I shouldn’t have been surprised to discover, a lifetime later, that the tall boy had not been tall-tall, only above average, but when he surfaces in conversation, he remains “the tall boy with the recorder” among islanders. This happens less and less often. And now he is dead, our tall boy, who came to the island that was not always an island and now ceases to be an island at all, which is to say that he came before the relocation. We were his dissertation—our island before it winked from existence.
We are not so old, Mary Rose and I, who loved his giant frame when we were girls and had never seen such a boy on the island, with stone-cut cheekbones and hooded blue eyes and long blond hair which he was always tucking behind his ears. He did this when he was nervous, nodding his head and tucking his hair, as he listened to you. Ceaselessly polite. He came to us from the North. The progeny of Midwestern Vikings—he was like a corn stalk sprouted from the cement on the island.
He stayed with us in our stilted, salmon-colored home, my mother’s pride, which had been newly rebuilt after the big storm, and because my brother had left the year before to follow a musician up north and because my mother volunteered for everything, the tall boy and I shared a wall at night.
He asked my mother in our kitchen, “How does it feel to be sinking?”
He wrote this down as she poured him coffee. He adjusted his recorder in her direction as she put the coffee can in the freezer.
“And how do you feel about the fact that nothing is being done?”
“Like aging,” she said and turned to face him, the freezer handle in her grip, and stacks of bagged, frozen shrimp in view. The edge of exasperation in her voice. “What is there to do?”
The island had been sinking for decades and the water rising. You could walk the island end-to-end in an hour then. The underwater docks resurfaced at low tide, and the bowl of our island, ringed by its grassy levee, filled with water when it rained. During floods, Guy Brasseaux operated the pump, which drained the island of rainwater.
As we sank, fault lines erupted in roads and sidewalks. Even the basketball court was rugged, so if the ball hit a crack wrong and went out of bounds, you got to throw-in, no forfeit.

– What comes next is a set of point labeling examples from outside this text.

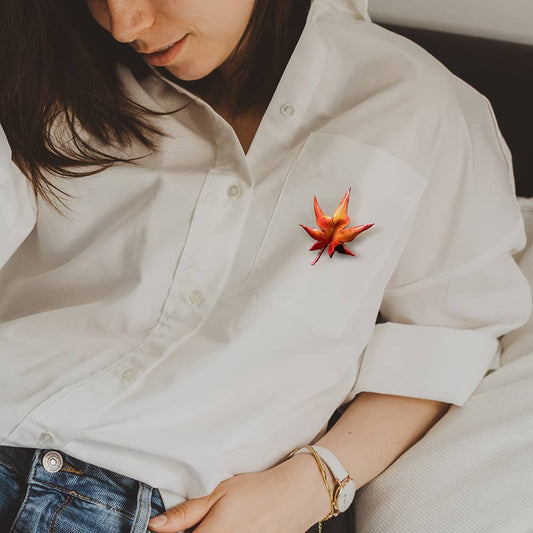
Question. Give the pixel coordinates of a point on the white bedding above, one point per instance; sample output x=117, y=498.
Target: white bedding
x=473, y=471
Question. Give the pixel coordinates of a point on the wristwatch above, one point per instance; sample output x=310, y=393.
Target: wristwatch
x=345, y=489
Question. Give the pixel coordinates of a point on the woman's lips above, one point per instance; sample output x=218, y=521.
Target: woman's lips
x=161, y=59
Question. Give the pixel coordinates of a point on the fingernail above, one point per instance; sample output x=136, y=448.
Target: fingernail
x=158, y=520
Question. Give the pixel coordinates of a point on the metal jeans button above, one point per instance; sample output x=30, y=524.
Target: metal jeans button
x=52, y=461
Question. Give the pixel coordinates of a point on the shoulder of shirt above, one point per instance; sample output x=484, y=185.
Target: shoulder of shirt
x=386, y=83
x=374, y=51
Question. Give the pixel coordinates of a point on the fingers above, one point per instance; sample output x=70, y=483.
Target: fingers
x=181, y=517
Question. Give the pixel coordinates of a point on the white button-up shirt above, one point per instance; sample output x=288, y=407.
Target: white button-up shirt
x=172, y=327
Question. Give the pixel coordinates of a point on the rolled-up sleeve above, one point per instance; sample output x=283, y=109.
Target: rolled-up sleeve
x=18, y=208
x=457, y=287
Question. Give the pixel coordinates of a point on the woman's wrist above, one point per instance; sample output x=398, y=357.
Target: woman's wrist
x=305, y=473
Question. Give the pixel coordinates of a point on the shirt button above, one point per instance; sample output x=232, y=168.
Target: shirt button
x=287, y=110
x=45, y=438
x=234, y=190
x=129, y=375
x=52, y=461
x=196, y=296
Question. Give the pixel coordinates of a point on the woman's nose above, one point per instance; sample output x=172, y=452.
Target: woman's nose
x=129, y=18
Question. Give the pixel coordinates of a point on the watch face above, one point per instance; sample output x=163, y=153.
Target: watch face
x=346, y=496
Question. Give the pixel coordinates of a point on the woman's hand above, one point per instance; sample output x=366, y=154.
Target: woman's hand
x=288, y=498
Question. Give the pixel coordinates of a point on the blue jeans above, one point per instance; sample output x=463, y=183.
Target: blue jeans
x=47, y=491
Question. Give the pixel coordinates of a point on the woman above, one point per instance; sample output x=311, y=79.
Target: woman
x=167, y=336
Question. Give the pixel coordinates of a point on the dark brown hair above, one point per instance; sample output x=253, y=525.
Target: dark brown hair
x=56, y=62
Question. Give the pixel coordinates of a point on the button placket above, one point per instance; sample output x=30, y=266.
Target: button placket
x=234, y=190
x=45, y=438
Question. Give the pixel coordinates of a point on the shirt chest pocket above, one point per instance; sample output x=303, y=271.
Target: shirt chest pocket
x=385, y=191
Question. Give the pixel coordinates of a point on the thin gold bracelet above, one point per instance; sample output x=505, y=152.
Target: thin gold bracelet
x=322, y=469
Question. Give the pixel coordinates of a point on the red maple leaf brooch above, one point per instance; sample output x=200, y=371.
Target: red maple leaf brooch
x=333, y=232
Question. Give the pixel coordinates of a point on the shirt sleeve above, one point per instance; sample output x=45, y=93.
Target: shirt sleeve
x=457, y=287
x=18, y=206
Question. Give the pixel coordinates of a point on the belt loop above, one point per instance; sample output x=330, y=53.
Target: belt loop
x=144, y=508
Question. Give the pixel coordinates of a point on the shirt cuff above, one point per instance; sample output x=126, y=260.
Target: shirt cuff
x=435, y=363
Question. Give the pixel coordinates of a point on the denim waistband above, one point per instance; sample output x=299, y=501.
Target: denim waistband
x=79, y=478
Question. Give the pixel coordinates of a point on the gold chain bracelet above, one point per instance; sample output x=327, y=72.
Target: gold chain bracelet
x=322, y=469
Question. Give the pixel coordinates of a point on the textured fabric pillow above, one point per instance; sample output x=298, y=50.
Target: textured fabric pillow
x=473, y=470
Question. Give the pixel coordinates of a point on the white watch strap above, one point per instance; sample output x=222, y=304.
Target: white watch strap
x=330, y=459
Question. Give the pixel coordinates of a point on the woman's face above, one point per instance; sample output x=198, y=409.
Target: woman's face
x=214, y=27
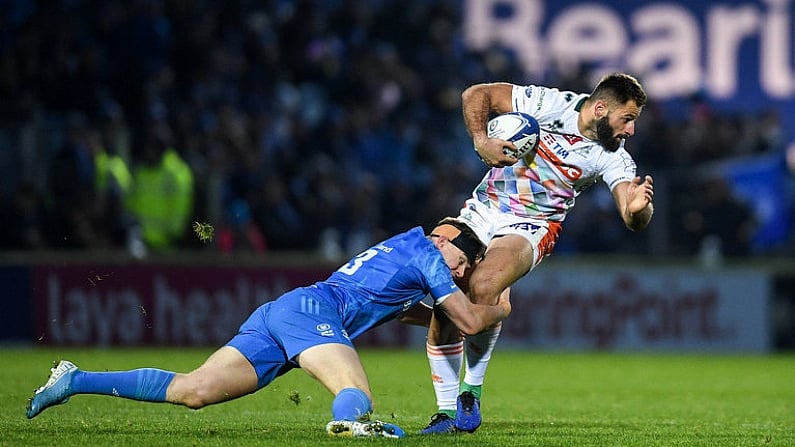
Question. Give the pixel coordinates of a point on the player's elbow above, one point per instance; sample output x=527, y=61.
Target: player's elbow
x=472, y=327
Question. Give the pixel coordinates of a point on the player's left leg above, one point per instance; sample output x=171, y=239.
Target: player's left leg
x=225, y=375
x=507, y=259
x=338, y=368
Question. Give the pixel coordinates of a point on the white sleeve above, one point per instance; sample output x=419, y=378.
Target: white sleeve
x=543, y=103
x=620, y=167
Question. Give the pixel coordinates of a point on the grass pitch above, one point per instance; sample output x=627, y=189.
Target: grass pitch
x=530, y=399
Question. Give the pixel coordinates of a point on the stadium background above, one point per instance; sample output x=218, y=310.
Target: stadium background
x=311, y=129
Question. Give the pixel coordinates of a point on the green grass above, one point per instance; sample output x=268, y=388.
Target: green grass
x=533, y=399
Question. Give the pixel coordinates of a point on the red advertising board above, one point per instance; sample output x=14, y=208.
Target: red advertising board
x=147, y=305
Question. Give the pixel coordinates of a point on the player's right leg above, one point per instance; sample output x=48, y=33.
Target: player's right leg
x=338, y=368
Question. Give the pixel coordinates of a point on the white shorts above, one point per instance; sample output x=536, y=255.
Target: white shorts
x=489, y=223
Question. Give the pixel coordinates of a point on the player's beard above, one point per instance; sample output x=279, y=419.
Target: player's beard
x=604, y=134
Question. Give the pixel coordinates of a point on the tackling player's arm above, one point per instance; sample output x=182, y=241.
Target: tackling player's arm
x=634, y=202
x=478, y=103
x=473, y=318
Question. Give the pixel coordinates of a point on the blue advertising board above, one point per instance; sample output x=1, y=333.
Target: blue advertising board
x=738, y=54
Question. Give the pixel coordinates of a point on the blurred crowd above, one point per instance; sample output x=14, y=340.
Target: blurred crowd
x=297, y=125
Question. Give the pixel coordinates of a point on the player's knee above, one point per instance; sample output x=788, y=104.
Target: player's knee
x=188, y=393
x=484, y=291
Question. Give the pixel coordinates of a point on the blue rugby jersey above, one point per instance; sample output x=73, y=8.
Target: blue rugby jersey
x=387, y=279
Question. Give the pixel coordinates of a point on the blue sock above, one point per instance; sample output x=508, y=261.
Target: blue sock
x=351, y=404
x=147, y=384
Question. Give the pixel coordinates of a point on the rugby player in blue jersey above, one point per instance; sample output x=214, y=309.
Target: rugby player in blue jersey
x=312, y=328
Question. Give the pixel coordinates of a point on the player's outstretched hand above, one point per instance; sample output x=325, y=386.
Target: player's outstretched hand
x=640, y=194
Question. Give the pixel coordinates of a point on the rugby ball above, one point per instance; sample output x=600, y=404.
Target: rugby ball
x=517, y=127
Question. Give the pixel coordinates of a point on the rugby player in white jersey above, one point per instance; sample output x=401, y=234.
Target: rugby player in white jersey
x=519, y=207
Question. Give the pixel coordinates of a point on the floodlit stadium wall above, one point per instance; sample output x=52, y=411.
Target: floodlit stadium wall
x=560, y=306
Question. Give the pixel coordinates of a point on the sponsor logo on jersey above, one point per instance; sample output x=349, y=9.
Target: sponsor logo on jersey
x=526, y=226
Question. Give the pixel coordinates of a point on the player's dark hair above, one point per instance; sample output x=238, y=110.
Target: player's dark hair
x=620, y=87
x=467, y=241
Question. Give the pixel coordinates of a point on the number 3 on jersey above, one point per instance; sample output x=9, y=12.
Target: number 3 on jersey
x=351, y=267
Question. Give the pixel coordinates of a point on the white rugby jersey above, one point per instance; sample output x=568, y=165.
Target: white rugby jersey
x=545, y=183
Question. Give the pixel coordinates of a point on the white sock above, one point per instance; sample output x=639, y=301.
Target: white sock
x=478, y=352
x=445, y=361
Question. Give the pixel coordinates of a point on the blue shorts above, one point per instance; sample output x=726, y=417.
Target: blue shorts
x=276, y=332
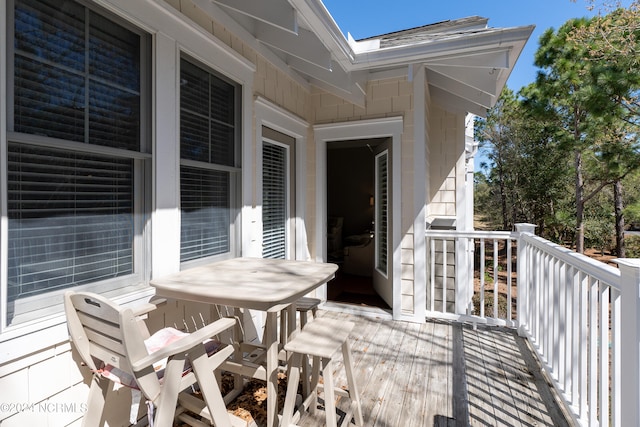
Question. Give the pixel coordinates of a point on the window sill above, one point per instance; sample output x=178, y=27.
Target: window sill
x=27, y=344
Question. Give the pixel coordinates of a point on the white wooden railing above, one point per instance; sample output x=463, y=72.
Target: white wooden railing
x=581, y=316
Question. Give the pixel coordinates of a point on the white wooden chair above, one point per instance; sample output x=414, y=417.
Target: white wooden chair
x=321, y=339
x=111, y=341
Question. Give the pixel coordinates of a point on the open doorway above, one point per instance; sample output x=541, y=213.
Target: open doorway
x=353, y=237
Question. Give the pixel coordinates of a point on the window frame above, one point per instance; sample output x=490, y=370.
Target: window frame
x=141, y=179
x=235, y=171
x=289, y=229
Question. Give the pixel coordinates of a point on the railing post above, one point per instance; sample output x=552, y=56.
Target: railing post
x=630, y=337
x=522, y=272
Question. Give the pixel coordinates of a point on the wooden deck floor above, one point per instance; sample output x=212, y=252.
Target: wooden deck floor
x=444, y=374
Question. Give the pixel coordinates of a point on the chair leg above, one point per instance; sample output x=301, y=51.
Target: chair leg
x=329, y=393
x=168, y=399
x=293, y=377
x=315, y=381
x=98, y=391
x=209, y=387
x=351, y=383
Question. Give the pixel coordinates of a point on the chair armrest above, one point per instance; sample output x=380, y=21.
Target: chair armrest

One got used to it.
But the tall boy came from a leveled place and tripped often. He spent a few months studying us before he returned to college. Some church women were angry when they spied the tall boy holding the recorder up to the tree to catch a birdsong or sitting on the shady side of the island store with a couple of drunkards, the recorder in his lap, as two men argued over the origin of the bayou’s name—a pidgin word from oak or dog.
Women came to my mother: He ought to help kids prep for SATs or do roof work for the elderly—this was domain of outsiders. My mother took them to our screened-in porch with tea. From our porch, you saw the east side of the island, the levee, the fishing boats tied to pilings of submerged docks.
The church pastor had been seduced, it seemed, by the tall boy’s proposal: documentation that might help the tribe gain federal recognition, and then, federal assistance.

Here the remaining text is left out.